After the lockdown

Emerging from a lockdown spent grieving brings mixed emotions.

Trees Sizzling Minerals

 

It’s half term and the sun is finally out. GCSE and A Level people have finished school and have endless months ahead of them. It should be a time to relax and take it easy. But there’s still a lot of insecurity around and endless months could feed into anxiety and depression, which means trying to take preventive action – some sort of job, project, DIY initiative perhaps, a loose sense of structure.

Left to their own devices teenagers would sleep all day and then spend all night rewatching Eurovision – at least in our house. Which would be fine, but it doesn’t make them feel any better about themselves. Everyone is having friendship issues and loneliness is a terrible thing at any age, but especially in teenagers, and especially teenagers who are grieving. At least they have each other.

Eurovision in our house is a huge celebration. It lasts for months, involves dressing up on the night and eating food from around the continent. Italy has now become the destination of their dreams and we already know the entire back catalogue of Maneskin, the winners. Yes, they love the songs and the glamour, but really underneath it all it is a celebration of their sister, who was chief Eurovision cheerleader. We don’t talk about her, we can’t talk about her together, but we do her all the time, we keep her here in everything we do.

Time passes, but nothing much changes. We still crawl through the days. We’ve seen people since the great Opening Up, but mostly they have not asked about the big elephant in the room, bar factual details about the police report [only just received], the inquest etc. Usually it is me asking the questions about them. Maybe that is better because what can you say? That is the thing as a parent too. You feel so completely impotent. You want to help your children. The natural instinct is to ‘make it better’, but there is no better to be had.

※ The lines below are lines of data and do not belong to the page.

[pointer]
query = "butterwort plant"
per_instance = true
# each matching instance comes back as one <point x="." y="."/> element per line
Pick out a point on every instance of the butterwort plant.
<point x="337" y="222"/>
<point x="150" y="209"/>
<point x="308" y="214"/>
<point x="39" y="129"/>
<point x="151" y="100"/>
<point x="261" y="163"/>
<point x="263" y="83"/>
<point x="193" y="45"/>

Instead it comes back to structure. Not a rigid one, but regular things to get you through the day. Regular times to ‘talk’ to my Nish, visit the bird box we put up for her in the forest, work…And stupid things like a hot chocolate on a Friday or a favourite meal or something small to get through the week…staging posts to help us get through all this time when we are without her in person, but our heads are full of her and every item on the news or programme on the tv seems to be about her. She’s the top score on Just Dance, she’s my son’s head on my shoulder, she’s in every drop off at the tube, every car journey, every time I go into the kitchen in the morning, in the last aisle at Tesco looking for shampoo, in all music…

And in a way being in the house on our own with her has helped over these months. It is so difficult to go out into the world to places that we went before and not be with her or be able to text her and tell her. I used to text her all the time, but usually her phone was on airplane mode and the messages didn’t get through for a while. In my head I am texting her all the time now. She’s still on airplane mode, but I hope somehow my messages pulsate out across the air.